SPEAKER'S CORNER

Il Pubblivoro – L’auto va ‘oltre’ per i clienti che guardano al futuro


04.02.2019
Di Giampaolo Rossi, Fabbrica di Lampadine
Giampaolo Rossi

Quale sarà il futuro della mobilità? Quale sarà quello dell’auto, un settore che dopo più di cento anni di continuità e innovazioni volte al miglioramento per la prima volta si trova di fronte a un futuro incerto? Quest’incertezza la sta percependo anche il cliente, che inizia a porsi il problema della possibile obsolescenza del proprio acquisto importante e appunto, teoricamente, durevole.

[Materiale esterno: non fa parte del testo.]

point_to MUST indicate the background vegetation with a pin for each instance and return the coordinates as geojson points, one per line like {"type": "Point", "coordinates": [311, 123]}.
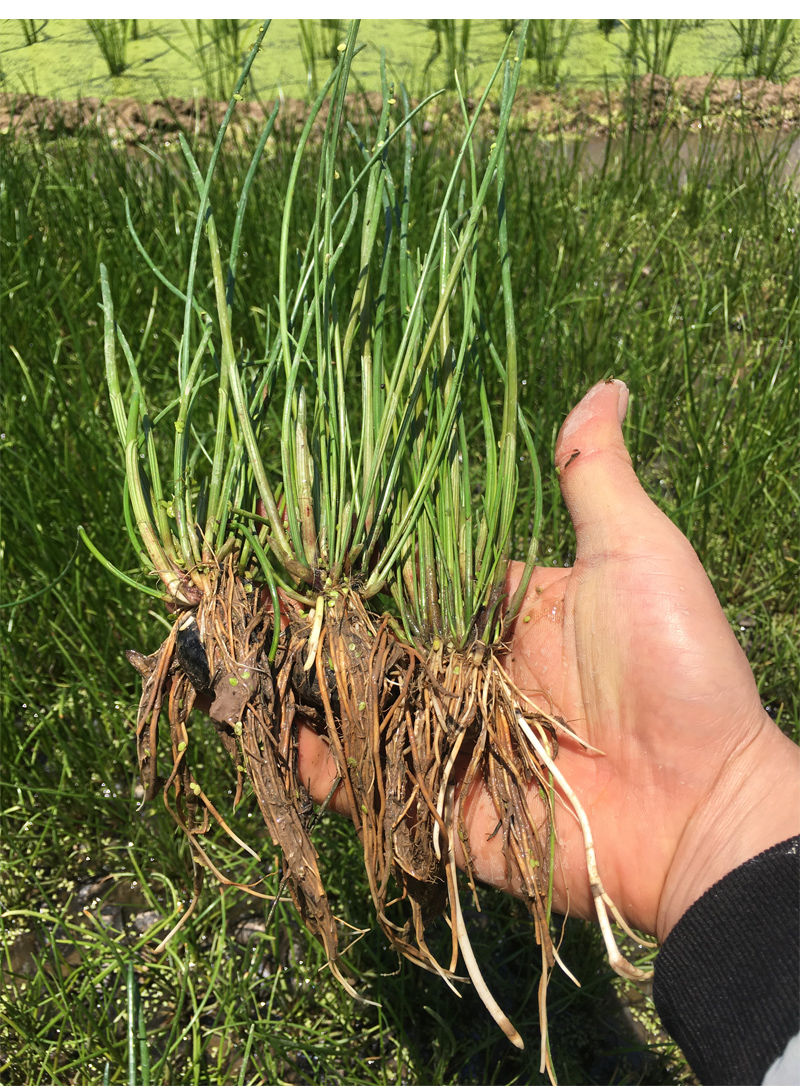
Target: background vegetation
{"type": "Point", "coordinates": [680, 274]}
{"type": "Point", "coordinates": [149, 59]}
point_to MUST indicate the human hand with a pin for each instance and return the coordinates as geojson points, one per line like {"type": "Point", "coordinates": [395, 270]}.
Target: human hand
{"type": "Point", "coordinates": [632, 648]}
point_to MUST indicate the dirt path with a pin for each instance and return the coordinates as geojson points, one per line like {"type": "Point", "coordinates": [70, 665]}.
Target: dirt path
{"type": "Point", "coordinates": [694, 102]}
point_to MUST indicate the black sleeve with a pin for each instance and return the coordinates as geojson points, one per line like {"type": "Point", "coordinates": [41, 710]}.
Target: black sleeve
{"type": "Point", "coordinates": [727, 976]}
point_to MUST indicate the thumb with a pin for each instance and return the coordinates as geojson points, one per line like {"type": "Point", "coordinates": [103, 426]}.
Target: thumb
{"type": "Point", "coordinates": [605, 499]}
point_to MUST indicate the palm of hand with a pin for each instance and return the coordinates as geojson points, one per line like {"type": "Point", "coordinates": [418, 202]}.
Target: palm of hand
{"type": "Point", "coordinates": [632, 649]}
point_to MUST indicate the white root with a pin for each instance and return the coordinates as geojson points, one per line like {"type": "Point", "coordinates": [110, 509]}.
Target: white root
{"type": "Point", "coordinates": [602, 901]}
{"type": "Point", "coordinates": [316, 630]}
{"type": "Point", "coordinates": [466, 947]}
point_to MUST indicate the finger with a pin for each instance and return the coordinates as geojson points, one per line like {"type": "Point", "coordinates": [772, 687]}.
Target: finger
{"type": "Point", "coordinates": [596, 474]}
{"type": "Point", "coordinates": [317, 768]}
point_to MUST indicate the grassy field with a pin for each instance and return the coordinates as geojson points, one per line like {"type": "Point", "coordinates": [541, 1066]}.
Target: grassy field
{"type": "Point", "coordinates": [683, 279]}
{"type": "Point", "coordinates": [63, 59]}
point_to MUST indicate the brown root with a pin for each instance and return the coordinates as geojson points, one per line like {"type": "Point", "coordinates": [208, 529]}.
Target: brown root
{"type": "Point", "coordinates": [402, 728]}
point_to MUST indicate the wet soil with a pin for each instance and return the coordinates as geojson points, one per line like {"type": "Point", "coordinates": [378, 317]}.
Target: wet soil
{"type": "Point", "coordinates": [689, 102]}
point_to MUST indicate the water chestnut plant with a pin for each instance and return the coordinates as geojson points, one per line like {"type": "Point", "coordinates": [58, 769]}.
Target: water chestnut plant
{"type": "Point", "coordinates": [335, 554]}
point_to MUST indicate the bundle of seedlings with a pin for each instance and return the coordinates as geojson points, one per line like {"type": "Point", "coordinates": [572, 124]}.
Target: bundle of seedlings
{"type": "Point", "coordinates": [342, 560]}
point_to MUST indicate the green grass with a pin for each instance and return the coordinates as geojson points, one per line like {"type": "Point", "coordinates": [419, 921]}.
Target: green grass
{"type": "Point", "coordinates": [685, 281]}
{"type": "Point", "coordinates": [192, 57]}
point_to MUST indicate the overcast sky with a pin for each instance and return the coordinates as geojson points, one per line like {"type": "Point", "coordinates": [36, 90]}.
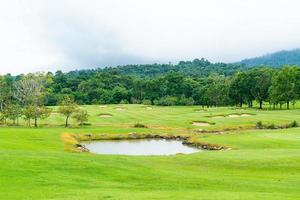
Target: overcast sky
{"type": "Point", "coordinates": [47, 35]}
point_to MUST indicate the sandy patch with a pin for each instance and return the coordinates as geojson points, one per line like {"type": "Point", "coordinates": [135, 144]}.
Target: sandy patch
{"type": "Point", "coordinates": [200, 124]}
{"type": "Point", "coordinates": [218, 117]}
{"type": "Point", "coordinates": [120, 108]}
{"type": "Point", "coordinates": [233, 116]}
{"type": "Point", "coordinates": [245, 115]}
{"type": "Point", "coordinates": [105, 116]}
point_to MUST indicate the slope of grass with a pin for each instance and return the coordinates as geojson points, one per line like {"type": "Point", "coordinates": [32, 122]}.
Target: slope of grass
{"type": "Point", "coordinates": [265, 164]}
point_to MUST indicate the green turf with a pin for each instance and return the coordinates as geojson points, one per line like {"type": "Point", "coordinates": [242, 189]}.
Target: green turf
{"type": "Point", "coordinates": [264, 164]}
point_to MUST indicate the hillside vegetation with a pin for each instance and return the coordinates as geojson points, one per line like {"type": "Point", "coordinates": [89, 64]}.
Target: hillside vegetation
{"type": "Point", "coordinates": [276, 59]}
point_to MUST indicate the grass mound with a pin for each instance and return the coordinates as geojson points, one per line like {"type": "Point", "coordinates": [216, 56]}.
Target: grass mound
{"type": "Point", "coordinates": [105, 115]}
{"type": "Point", "coordinates": [202, 123]}
{"type": "Point", "coordinates": [139, 125]}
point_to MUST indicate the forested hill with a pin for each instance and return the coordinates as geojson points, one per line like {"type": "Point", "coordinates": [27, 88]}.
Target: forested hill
{"type": "Point", "coordinates": [276, 59]}
{"type": "Point", "coordinates": [197, 67]}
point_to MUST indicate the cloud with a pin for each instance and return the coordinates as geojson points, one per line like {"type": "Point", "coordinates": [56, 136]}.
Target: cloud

Volkswagen promuove il modello T-Roc esplicitando tutti i dubbi del cliente e rispondendo a quella insicurezza garantendo il valore dell’usato ed eliminando il rischio del deprezzamento per un’obsolescenza precoce. Lo spot è girato molto bene, azzeccata la carrellata di espressioni ansiose e intense volutamente eccessive che si concludono con la formula della relatività di Einstein, che ribadisce l’ironia. L’acutezza di questo spot sta nella capacità di leggere il divenire, di essere orientato al futuro e non al passato. In un mondo dove la complessità è crescente, la semplicità di rispondere non a una domanda ma alla domanda del momento è vincente.

 

 

Molto interessante anche la pubblicità di Fiat che lancia il restiling della Nuova Tipo. Qui, dato che si tratta soprattutto di un aggiornamento degli interni, si è deciso di giocare sulla metafora della camera d’albergo che si trasforma in suite. Chi non hai sognato almeno una volta di essere il cliente fortunato che usufruisce dell’upgrade in hotel? Questa è una fortuna che il cliente può determinare da sé comprando il prodotto di casa FCA. La metafora è molto bene rappresentata e il passaggio alla realtà dell’auto molto ben riuscito. Ottima l‘idea della manopola targata Fiat che innesca la magia dell’upgrade e l’inquadratura finale che rappresenta il cliente della concorrenza che guida una ‘camera d’albergo senza stelle’.

 

 

Citroën, per promuovere il proprio brand, propone un viaggio nei 100 anni di storia dell’azienda. La storia viene narrata attraverso la figura di un autostoppista che, nel suo lungo viaggio senza fine, sale sui vari modelli di auto. Il concept funziona perché riesce a valorizzare sia la storia dell’azienda che la sua capacità di essere sempre moderna e attuale. Valorizzare tradizione e innovazione è molto difficile perché spesso i due termini sono in antitesi, ma Citroën riesce a trovare la chiave creativa per riuscire nell’intento. Molto bello il fatto che il protagonista non invecchia, dando così al film un tocco di poesia e fiaba. Eccellente l’idea di scrivere sul cartello la destinazione “oltre”, dà un senso di prospettiva anche futura alla capacità di contemporaneità della casa automobilistica e, soprattutto, dà un senso a tutto lo spot.